Contribution to TED Circle on curious leadership: 26th September 2020

Last Saturday evening I was part of a TED Circle discussion on curious leadership thanks to an invitation from my friend Anurag Sharma. Here is what I shared there:


- Leaders need to develop the mindful knack of knowing when to step on and step off the pedals of divergent and convergent thinking so that they get into a beautiful, continuously flowing dance of equilibrium.

 

- We are all born curious but as we age and as the numerous tasks and decisions put pressure on our brain, it goes into a pattern identification mode to save on time and energy. This often makes it close the loop faster with incomplete information and thus jump to conclusions.
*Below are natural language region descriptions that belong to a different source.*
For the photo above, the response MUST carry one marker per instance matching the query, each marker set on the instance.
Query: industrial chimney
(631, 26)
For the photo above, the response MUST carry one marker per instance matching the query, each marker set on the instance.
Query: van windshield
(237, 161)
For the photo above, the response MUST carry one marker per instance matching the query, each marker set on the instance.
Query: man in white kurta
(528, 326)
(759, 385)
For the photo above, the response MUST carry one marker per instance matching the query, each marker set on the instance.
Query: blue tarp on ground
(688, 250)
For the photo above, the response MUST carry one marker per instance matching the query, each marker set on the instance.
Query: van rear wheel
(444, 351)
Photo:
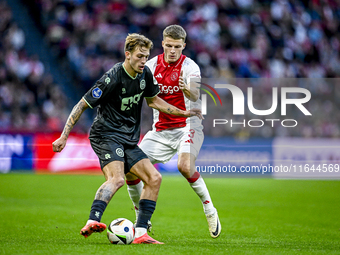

This happens also because as Richard Bandler says, the strongest human instinct is to keep things familiar.

 

- Hence the more we can delay the closure of the circuit and the more mindful we are of our judgmental tendency, better it is for curiosity.

 

- I still remember the wise advice my senior lawyer Mr. Devraj Singh gave me when I went to learn with him in February 1999 – “Even if you have done a thousand murder trials, the thousand and first one would be very different”.

 

- So wipe your slate each time. This is not the same as reinventing the wheel each time. It's about being mindful of the difference of the road where we need ride the wheel.

 

- 40 years ago, the 'instant' noodle and coffee phenomena hit urban India and now we are compounded by what I will call as the Amazon/ FedEx syndrome jeopardising the slow movement philosophy whereas real connoisseurs know that the best tea and Dal Makhani are made over a low flame cooked slowly.

 

- Hence let us rediscover and live the slow movement philosophy to be curious again.

 

- Two questions that have helped me delay the circuit closure and remain curious are - 'What is this inviting me to be, do, become and have?' and 'What is right about this that I am not getting?'

 

- Both linear and non-linear thinking and personalities have their relative-place in the world. The key word here is relative.

 

- In the end I also referred to the non-linear interests of the character played by Vidya Balan in the movie Tumhari Sulu before she discovered her Ikigai as well as an interesting story from Paul Arden's book: Whatever You Think, knihT ehT etisoppO!